HR, hazard ratio; CI, confidence interval; LHIN, Local Health Integrated Network; COPD, chronic obstructive pulmonary disease; CHF, congestive heart failure; AMI, acute myocardial infarction.

aDementia incident is measured within 5-year post-index date.

bAdjusted model contains all variables used in the unadjusted analyses.

Study Period and Risk of Dementia

83,514, 86,864, and 86,907 patients were identified through ADP claims from April 1, 2007, to March 31, 2010, April 1, 2010, to March 31, 2013, and April 1, 2013, to March 31, 2016, respectively. Of these patients, 8,226 (9.85%) in 2007–2010, 7,559 (8.70%) in 2010–2013, and 6,764 (7.78%) in 2013–2016 were diagnosed with dementia. Of the study periods analyzed, the risk of dementia was 3% higher during 2007–2010 (HR: 1.03 [95% CI: 1.01–1.06, p = 0.014]), 12% higher during 2010–2013 (HR: 1.12 [95% CI: 1.09–1.15, p < 0.001]) and 19% higher during 2013–2016 (HR: 1.19 [95% CI: 1.16–1.23, p < 0.001]).

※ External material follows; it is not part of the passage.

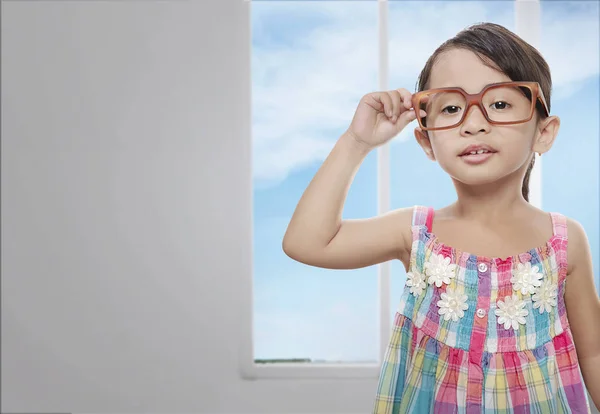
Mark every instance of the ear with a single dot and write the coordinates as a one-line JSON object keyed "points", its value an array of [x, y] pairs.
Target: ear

This large population-based cohort study examines the risk of incident dementia in ADP claimants compared with matched controls over 14 years in a comprehensive single-payer system. The findings indicate a higher incidence of dementia diagnosis among those with HL as identified via ADP claims compared to matched controls. We demonstrate a higher hazard of incident dementia in older adults with HAD claims with a dose-dependent relationship. Moreover, our results indicate an exposure-response gradient with an increasing magnitude of dementia risk over time. Despite HL being a potentially modifiable risk factor for dementia, the rate of HAD use remains suboptimal [21].

A greater risk of dementia diagnosis was observed in this study in patients with ADP claims (19.51 per 1,000 person-years) when compared to matched controls (14.15 per person-years). Our findings agree with similar studies that have demonstrated HL as a risk factor of incident dementia [11, 22, 23]. Due to the lack of audiometric data to quantify the severity of HL, bilateral versus unilateral HAD claims were used as a marker for HL severity. We demonstrate a dose-dependent relationship whereby individuals with bilateral HAD claims had a higher hazard of incident dementia. Bilateral HAD claims were associated with 1.12 times the hazard of incident dementia, adjusting for covariates. Unilateral HAD claims were associated with 1.07 times the hazard of incident dementia, adjusting for covariates. Overall HAD claims were associated with 1.1 times the hazard of incident dementia, adjusting for covariates. Our findings agree with the literature indicating a dose-dependent relationship with the degree of cognitive deficit being significantly associated with the severity of HL [24, 25].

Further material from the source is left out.